Just three months later, the 22-year-old from Stevenage is mobbed wherever he goes. The young driver is being hailed as Britain's new sporting superstar, having set new benchmarks for motor racing with a string of record-setting finishes. After seven races he leads the World Championship ten points ahead of reining title-holder Fernando Alonso.
The rookie McLaren team member received a hero's reception this week as he fronted a mobile phone campaign in London - his first appearance in the UK since a series of back-to-back victories around the globe. It’s a scene he will see repeated after making Grand Prix history as the only driver ever to take number one position on the winners' podium twice in his debut year.

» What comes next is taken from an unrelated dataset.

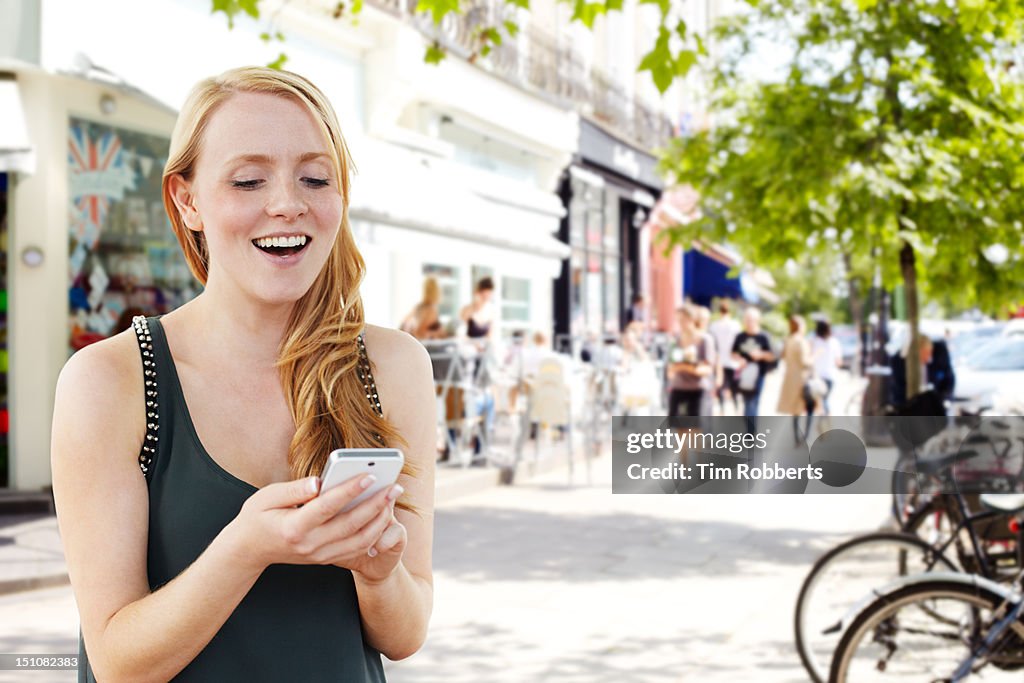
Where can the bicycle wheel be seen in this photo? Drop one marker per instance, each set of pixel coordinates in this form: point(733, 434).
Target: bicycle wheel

The son of a former British rail worker, Lewis - who is the first driver of Afro-Caribbean descent to race in Formula One events - began racing aged six, when his dad Anthony bought him a go-kart. Hamilton senior held down three jobs to finance his son's career while still finding time to go to all the fledgling contestant's competitions.
Lewis first met his future employer, McClaren boss Ron Dennis, at a motor racing event when he was nine. The youngster asked the team head for his autograph, then explained how he was going to go about his career. Impressed by the lad's professional manner, Ron began to follow his progress, signing him to McLaren's driver development programme a few years later.
Since then Lewis has worked his way up through the ranks, displaying a natural talent that has shone through at every turn of the track. And now the unthinkable seems possible. He's hotly tipped to do what no driver has done before - win the World Championship during his first year in Formula One.